Thank you. I really appreciate that. I feel guilty feeling this way, but at the same time I know in my heart I have done everything I can to give him a good life. He has wanted to for nothing.


----------



## Sunflowers (Feb 17, 2012)

I got th


maelae said:


> Thank you. I really appreciate that. I feel guilty feeling this way, but at the same time I know in my heart I have done everything I can to give him a good life. He has wanted to for nothing.


From what you posted, I do believe you did everything you could.
We are here if you need us.


----------



## svltrack (Jan 1, 2022)

An adage that often helps me goes something like: “the right choice is generally easy to determine, the challenge comes in having the will to actually do it”. While I understand the desire to have unbiased input, I’m confident you know what is best for your dog.
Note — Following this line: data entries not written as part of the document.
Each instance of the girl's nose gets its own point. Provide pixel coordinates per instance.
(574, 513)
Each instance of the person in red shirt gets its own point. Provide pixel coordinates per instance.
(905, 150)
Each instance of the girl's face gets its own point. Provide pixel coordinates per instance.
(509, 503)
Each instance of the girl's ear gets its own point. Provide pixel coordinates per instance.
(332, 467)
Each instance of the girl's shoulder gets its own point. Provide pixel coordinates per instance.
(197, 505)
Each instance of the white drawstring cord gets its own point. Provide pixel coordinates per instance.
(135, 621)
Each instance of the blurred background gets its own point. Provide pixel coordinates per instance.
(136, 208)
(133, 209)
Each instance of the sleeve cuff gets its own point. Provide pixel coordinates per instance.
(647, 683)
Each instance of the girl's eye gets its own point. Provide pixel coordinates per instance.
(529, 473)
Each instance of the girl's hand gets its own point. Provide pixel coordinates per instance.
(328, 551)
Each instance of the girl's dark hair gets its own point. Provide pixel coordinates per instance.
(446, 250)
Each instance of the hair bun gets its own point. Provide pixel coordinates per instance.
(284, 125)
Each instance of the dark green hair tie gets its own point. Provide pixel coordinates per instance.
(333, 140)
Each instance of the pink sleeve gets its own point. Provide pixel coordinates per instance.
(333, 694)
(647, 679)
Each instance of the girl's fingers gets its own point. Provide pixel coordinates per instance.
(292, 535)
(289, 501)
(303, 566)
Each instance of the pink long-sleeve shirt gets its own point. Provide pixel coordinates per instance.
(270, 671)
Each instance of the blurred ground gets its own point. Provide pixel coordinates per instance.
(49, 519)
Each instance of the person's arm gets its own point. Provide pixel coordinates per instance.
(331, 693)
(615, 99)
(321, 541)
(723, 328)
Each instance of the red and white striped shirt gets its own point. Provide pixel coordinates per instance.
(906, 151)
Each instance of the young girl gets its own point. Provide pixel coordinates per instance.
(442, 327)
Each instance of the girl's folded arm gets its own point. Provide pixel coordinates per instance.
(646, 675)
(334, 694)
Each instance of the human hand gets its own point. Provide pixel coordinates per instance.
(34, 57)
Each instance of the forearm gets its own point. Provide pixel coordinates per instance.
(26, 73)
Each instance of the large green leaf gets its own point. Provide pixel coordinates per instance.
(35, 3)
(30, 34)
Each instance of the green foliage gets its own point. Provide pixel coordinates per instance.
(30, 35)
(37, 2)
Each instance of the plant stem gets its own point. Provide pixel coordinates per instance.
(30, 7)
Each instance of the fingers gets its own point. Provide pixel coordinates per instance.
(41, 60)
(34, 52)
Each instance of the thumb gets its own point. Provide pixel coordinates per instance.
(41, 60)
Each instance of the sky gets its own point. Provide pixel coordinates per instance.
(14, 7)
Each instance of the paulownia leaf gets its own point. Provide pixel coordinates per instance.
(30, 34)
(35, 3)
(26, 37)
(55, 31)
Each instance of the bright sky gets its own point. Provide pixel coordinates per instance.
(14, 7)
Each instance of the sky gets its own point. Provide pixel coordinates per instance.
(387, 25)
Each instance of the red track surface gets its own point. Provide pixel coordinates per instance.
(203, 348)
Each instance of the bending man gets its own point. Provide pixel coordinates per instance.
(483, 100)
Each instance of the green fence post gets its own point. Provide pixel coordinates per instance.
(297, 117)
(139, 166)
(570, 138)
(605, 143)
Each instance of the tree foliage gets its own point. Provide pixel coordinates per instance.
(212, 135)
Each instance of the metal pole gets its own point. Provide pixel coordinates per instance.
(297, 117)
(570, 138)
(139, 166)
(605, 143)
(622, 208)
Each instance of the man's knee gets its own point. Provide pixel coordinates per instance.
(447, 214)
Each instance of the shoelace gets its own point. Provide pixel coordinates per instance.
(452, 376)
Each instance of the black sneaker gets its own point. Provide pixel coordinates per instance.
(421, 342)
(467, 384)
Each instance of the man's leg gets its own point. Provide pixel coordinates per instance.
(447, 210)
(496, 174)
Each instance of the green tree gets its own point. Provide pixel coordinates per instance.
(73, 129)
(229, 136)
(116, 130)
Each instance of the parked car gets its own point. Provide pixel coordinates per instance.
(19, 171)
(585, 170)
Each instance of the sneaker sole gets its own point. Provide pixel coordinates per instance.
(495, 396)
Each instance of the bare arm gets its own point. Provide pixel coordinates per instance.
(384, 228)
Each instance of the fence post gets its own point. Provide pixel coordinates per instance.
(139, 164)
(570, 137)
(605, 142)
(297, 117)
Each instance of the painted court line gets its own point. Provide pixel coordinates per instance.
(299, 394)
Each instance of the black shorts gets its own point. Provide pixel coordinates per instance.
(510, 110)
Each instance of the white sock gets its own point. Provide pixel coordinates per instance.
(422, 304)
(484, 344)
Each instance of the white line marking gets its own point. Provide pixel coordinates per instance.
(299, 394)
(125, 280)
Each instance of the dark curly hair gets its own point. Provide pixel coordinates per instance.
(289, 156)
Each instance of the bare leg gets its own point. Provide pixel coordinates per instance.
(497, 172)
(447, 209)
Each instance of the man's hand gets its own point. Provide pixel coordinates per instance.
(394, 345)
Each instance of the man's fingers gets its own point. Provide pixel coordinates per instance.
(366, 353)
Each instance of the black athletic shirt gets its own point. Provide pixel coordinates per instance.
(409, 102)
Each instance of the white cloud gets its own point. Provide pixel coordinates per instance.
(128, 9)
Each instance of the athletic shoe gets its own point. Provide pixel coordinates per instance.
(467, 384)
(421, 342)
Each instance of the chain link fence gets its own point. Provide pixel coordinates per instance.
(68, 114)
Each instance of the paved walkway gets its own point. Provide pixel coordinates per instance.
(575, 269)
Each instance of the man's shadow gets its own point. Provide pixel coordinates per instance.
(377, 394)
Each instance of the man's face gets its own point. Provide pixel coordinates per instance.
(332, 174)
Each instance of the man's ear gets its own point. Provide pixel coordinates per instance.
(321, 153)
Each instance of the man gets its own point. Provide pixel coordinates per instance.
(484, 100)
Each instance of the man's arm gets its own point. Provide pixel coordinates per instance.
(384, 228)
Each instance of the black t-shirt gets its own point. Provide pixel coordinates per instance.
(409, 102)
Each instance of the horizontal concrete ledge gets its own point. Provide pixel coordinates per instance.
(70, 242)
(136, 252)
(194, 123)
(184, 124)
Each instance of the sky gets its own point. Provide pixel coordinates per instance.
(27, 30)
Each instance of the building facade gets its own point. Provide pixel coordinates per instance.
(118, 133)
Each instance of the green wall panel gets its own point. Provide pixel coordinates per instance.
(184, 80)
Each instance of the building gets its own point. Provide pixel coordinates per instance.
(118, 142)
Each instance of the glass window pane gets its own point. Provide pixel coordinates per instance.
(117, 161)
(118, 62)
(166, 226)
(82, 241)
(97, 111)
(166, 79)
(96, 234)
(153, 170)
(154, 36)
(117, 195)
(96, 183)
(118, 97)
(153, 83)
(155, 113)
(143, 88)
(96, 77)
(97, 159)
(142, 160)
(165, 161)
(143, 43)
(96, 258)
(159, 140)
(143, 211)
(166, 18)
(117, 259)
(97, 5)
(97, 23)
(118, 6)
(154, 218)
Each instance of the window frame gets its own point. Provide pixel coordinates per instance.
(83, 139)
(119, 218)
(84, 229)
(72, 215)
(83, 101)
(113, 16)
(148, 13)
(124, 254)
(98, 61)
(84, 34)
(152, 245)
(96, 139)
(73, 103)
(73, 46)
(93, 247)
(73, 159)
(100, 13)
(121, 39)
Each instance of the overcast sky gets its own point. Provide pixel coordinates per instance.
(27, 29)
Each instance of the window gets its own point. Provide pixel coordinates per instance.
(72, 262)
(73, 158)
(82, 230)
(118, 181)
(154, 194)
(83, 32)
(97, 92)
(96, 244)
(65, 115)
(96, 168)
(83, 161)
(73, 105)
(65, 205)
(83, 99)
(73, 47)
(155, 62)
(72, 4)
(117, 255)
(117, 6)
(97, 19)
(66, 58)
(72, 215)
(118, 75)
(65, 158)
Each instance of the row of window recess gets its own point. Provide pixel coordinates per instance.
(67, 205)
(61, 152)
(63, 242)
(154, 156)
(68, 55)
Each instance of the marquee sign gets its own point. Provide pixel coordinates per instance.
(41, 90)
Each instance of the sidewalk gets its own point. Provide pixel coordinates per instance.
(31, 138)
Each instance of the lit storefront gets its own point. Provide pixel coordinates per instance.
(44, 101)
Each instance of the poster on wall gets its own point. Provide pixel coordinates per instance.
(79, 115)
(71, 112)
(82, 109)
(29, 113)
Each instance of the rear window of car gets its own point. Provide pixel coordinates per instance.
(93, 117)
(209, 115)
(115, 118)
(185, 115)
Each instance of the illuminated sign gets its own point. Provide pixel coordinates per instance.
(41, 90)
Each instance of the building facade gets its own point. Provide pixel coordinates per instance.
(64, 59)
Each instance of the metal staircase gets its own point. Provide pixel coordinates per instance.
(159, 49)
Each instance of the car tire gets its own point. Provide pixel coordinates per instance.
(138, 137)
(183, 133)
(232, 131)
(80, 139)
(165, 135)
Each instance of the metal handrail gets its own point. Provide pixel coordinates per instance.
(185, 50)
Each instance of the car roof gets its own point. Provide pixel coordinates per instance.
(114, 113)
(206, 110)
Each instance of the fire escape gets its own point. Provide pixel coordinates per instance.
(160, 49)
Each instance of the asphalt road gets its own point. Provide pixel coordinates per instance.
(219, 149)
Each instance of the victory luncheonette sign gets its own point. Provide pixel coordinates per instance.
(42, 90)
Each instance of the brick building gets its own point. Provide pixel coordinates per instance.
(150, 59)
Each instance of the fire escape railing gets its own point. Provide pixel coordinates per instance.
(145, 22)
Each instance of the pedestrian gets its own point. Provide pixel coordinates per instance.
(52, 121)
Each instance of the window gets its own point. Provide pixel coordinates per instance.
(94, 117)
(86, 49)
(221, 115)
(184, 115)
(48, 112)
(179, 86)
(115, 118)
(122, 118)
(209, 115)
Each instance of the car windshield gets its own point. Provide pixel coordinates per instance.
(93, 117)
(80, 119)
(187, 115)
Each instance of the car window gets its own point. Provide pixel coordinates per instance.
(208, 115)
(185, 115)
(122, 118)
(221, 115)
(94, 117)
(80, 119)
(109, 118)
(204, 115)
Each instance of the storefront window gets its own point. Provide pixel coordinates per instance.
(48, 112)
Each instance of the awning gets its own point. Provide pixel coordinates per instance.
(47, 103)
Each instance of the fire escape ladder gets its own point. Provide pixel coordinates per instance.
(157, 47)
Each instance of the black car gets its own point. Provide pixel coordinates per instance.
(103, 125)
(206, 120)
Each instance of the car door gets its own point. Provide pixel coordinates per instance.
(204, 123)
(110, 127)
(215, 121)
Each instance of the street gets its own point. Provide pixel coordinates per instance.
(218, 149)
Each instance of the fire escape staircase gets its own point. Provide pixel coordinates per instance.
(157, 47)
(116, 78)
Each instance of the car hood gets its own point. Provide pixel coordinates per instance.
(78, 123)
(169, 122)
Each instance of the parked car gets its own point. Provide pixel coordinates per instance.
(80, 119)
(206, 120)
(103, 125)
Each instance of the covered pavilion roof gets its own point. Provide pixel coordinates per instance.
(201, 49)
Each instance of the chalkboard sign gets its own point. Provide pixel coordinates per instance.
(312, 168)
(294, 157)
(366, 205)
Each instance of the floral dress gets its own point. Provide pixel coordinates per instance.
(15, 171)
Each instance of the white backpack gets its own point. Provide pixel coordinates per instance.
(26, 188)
Go with your gut


----------



## Buckelke (Sep 4, 2019)

I can only second what others have said. You did not say how is appetite is, that will also tell you something. I do remember our vet looking at Billy Bob sitting in the corner of her examination room staring at the ceiling and saying, "he's not in there anymore". She was right and it was a lot to consider. He had also become aggressive. Only you can decide when it's time to give peace. Take comfort in knowing you gave him the best life a dog can have. I"m pretty sure those of us here support whatever choice you make knowing you will make the one that is right for your dog.


----------



## Sabis mom (Mar 20, 2014)

A vet I would trust with my life told me once that the right decisions are often the hardest ones to make, and often feel the worst.
I will echo, we are here whatever you decide.


----------



## maelae (Jan 1, 2022)

*e*


Buckelke said:


> I can only second what others have said. You did not say how is appetite is, that will also tell you something. I do remember our vet looking at Billy Bob sitting in the corner of her examination room staring at the ceiling and saying, "he's not in there anymore". She was right and it was a lot to consider. He had also become aggressive. Only you can decide when it's time to give peace. Take comfort in knowing you gave him the best life a dog can have. I"m pretty sure those of us here support whatever choice you make knowing you will make the one that is right for your dog.


His appetite has been okay. He does take some coaxing sometimes though.


----------



## Dunkirk (May 7, 2015)

I'm so very, very sorry. Me personally, I would rather put a dog down 2 weeks too early, than too late. It's potentially dangerous he's becoming aggressive with the worsening seizures and going after people without provocation. He's no longer enjoying what is important to him. I'd rather put him down on my terms, while I can control the options. Sometimes, we demonstrated our love and caring in letting them go .


----------



## SMcN (Feb 12, 2021)

Sabis mom said:


> ...the right decisions are often the hardest ones to make, and often feel the worst.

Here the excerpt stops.